DF_RETRY_INTERVAL - tested with 5s and 7s and worked as expected DF_RETRY - set to 400, did not count, but certainly, the desired end effect -- support apps that would take a 5+ minutes to be ready worked -= was achieved.
Tested with gitlab getting pulled and initialized.
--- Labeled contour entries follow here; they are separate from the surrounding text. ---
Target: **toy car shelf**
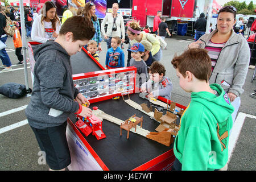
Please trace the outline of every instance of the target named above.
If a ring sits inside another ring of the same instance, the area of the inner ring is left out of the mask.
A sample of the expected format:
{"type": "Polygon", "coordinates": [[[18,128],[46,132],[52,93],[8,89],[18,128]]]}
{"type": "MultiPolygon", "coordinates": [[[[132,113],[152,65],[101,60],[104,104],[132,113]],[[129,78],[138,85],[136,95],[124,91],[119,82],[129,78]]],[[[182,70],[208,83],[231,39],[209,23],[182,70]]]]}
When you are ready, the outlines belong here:
{"type": "Polygon", "coordinates": [[[75,86],[90,103],[134,93],[136,82],[134,67],[73,75],[75,86]]]}

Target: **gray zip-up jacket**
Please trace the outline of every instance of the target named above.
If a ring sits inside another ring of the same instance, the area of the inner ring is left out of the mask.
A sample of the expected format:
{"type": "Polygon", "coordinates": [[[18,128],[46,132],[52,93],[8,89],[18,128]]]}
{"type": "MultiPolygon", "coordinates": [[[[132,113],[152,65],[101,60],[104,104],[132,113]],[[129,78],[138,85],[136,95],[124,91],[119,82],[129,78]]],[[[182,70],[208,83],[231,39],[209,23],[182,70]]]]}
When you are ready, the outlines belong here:
{"type": "MultiPolygon", "coordinates": [[[[199,40],[203,42],[203,48],[208,43],[218,30],[203,35],[199,40]]],[[[240,97],[243,92],[250,57],[250,47],[246,40],[232,30],[232,33],[221,49],[209,79],[209,84],[221,85],[224,90],[240,97]],[[224,85],[224,80],[228,84],[224,85]],[[230,86],[229,86],[229,85],[230,86]]]]}
{"type": "Polygon", "coordinates": [[[25,110],[28,123],[37,129],[60,125],[79,109],[70,56],[53,41],[38,46],[34,53],[33,91],[25,110]]]}
{"type": "Polygon", "coordinates": [[[154,82],[151,79],[144,82],[141,88],[144,87],[148,93],[152,92],[154,97],[161,96],[171,100],[172,84],[169,78],[164,76],[159,82],[154,82]]]}

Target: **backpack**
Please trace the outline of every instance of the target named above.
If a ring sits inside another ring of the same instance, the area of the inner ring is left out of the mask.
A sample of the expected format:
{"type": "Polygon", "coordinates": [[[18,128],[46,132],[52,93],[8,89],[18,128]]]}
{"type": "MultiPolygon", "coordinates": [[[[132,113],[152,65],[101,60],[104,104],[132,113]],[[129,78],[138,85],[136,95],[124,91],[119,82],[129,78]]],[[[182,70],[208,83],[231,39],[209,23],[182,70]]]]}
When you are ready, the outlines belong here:
{"type": "Polygon", "coordinates": [[[4,15],[5,16],[6,19],[6,24],[5,27],[3,28],[3,30],[5,30],[5,33],[7,35],[13,36],[15,32],[15,26],[13,24],[13,22],[9,17],[6,16],[5,14],[4,15]]]}
{"type": "Polygon", "coordinates": [[[24,85],[9,82],[0,86],[0,94],[11,98],[20,98],[26,94],[24,85]]]}
{"type": "Polygon", "coordinates": [[[167,46],[167,43],[166,42],[165,40],[163,40],[160,36],[158,35],[156,35],[155,34],[152,34],[159,41],[160,43],[160,46],[161,46],[162,49],[163,49],[164,47],[166,47],[167,46]]]}
{"type": "Polygon", "coordinates": [[[28,22],[32,22],[32,18],[30,16],[29,14],[27,14],[27,20],[28,22]]]}

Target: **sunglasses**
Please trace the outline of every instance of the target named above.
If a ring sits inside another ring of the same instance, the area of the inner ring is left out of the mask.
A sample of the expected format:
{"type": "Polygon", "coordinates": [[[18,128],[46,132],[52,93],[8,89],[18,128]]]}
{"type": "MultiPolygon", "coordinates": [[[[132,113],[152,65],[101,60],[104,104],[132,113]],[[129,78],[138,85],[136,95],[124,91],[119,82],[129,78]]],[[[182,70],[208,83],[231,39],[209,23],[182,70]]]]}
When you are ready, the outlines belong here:
{"type": "Polygon", "coordinates": [[[234,12],[237,12],[237,9],[236,7],[234,7],[234,6],[224,6],[222,8],[221,8],[219,11],[221,11],[221,10],[223,10],[224,9],[226,9],[227,8],[229,8],[230,9],[231,9],[232,10],[234,11],[234,12]]]}

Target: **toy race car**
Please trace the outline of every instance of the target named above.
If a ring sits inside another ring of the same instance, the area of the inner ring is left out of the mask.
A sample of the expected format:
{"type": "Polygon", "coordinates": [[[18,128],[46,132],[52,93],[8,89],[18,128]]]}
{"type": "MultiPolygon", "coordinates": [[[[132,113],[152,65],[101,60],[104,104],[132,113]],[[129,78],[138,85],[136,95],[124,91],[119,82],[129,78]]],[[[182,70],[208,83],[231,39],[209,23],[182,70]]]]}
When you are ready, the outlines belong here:
{"type": "Polygon", "coordinates": [[[97,95],[98,94],[97,94],[96,93],[93,93],[92,95],[90,95],[90,98],[96,97],[97,95]]]}
{"type": "Polygon", "coordinates": [[[79,86],[84,86],[84,85],[86,85],[87,83],[85,81],[82,81],[81,82],[79,83],[79,86]]]}
{"type": "Polygon", "coordinates": [[[90,84],[95,84],[96,82],[96,80],[92,80],[90,81],[90,84]]]}
{"type": "Polygon", "coordinates": [[[81,93],[85,93],[85,92],[88,92],[88,90],[87,89],[83,89],[80,90],[79,92],[80,92],[81,93]]]}
{"type": "Polygon", "coordinates": [[[96,90],[98,89],[97,86],[93,86],[90,88],[90,91],[96,90]]]}
{"type": "Polygon", "coordinates": [[[150,97],[150,100],[154,101],[156,101],[156,99],[154,97],[150,97]]]}

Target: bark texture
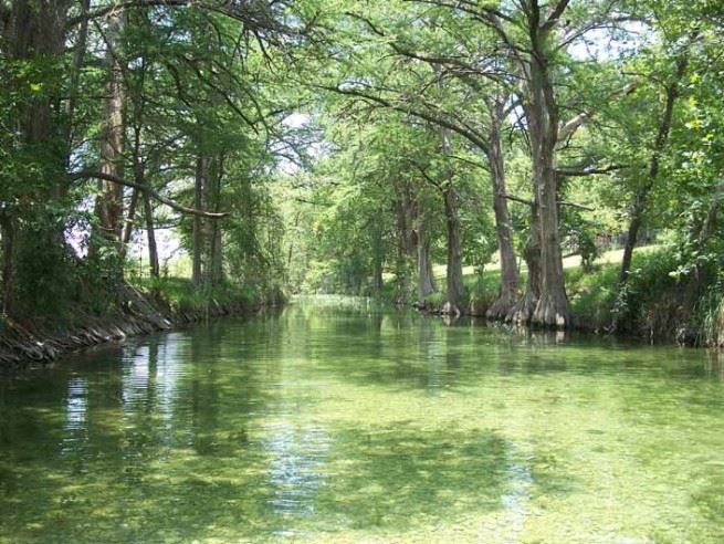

Btw, I had interpreted one of your comments as apps such as gitlab would get detected by proxy and work properly even without having to specify DF_RETRY/DF_RETRY_INTERVAL. Just to confirm: without the retry settings, I could not get the proxy to detect gitlab reliably and reconfigure haproxy properly
The proxy has defaults that work correctly in most (not all cases). Normally, it should not take more than a couple of seconds to pull an image and create containers. By default, Swarm Listener will repeat a request fifty times with five seconds pause between each. That makes it a little over four minutes. Such a default is more than enough in most cases.
The reason why there is a maximum number of retries lies in a possible never ending loop. One might create a service that never initializes. In such a case, without a max. number of retries, Swarm Listener would loop continuously.
It's not that the proxy could not detect GitLab. The problem is that GitLab (together with your probably slow bandwidth) takes too much to pull so the endpoint (DNS) created by Docker Overlay network was delayed quite a lot. As a result, Proxy thought that the service does not exist.
I'm not sure whether I managed to explain the logic behind it. Please let me know if I didn't and I'll try to be more descriptive.
I'd be more than happy to improve the code if you have a suggestion.
The DF_RETRY and associated algorithm makes perfect sense. Along with the ability to instruct the proxy to reload, I think, situations such as, slow bandwidth, temporary network partition, longer periods of communication impairment, traffic overload etc. are well covered.
Btw, for a given instance of the proxy, could you help me understand the design behind how haproxy.cfg gets updated? I am primarily interested in if there ever could be a situation where the haproxy.cfg of one given proxy could get updated simultaneously by multiple "threads" Thanks...
haproxy.cfg gets updated on every reconfigure or remove request. Each request is handled in a separate subroutine as a way to avoid bottlenecks. However, the function that writes the file is synced so that only one write can happen at any given moment and avoid potential corruption if multiple writes happen at the same time. In other words, requests handling is done as multiple subroutines but writing the config is synchronous.
Please let me know if I explained it well. If not, I'll get back to you with a more detailed description and/or relevant parts of the code.
I think this ticket can be closed. Feel free to reopen it if you disagree.
I'm facing this issue when I deploy a "bad" service. By the time I fix it, and try to push the new build though the pipeline, the proxy listener gives me this error:
"Max retries exceeded with url"
In my case, it is the nib0r/docker-flow-proxy-letsencrypt
service that gets this error...
@drozzy Can you confirm that you're using dockerflow/docker-flow-proxy
and not the one from this project? We moved it from vfarcic
to dockerflow
a while ago.
@vfarcic this issue has gone away. In general, I found proxy to be working correctly, so ignore my earlier report.
Yes, I am using new docker flow proxy now.
I cannot fully reproduce it, but at times, if a service takes a long time (several minutes) to start up, the proxy does not always re-configure/re-generate haproxy.cfg. A docker restart proxy does produce a correct haproxy.cfg.
I have observed 2 situations:
Is there a default timeout somewhere? If there is a timeout or max retries, would it be possible to have a default but allow user override?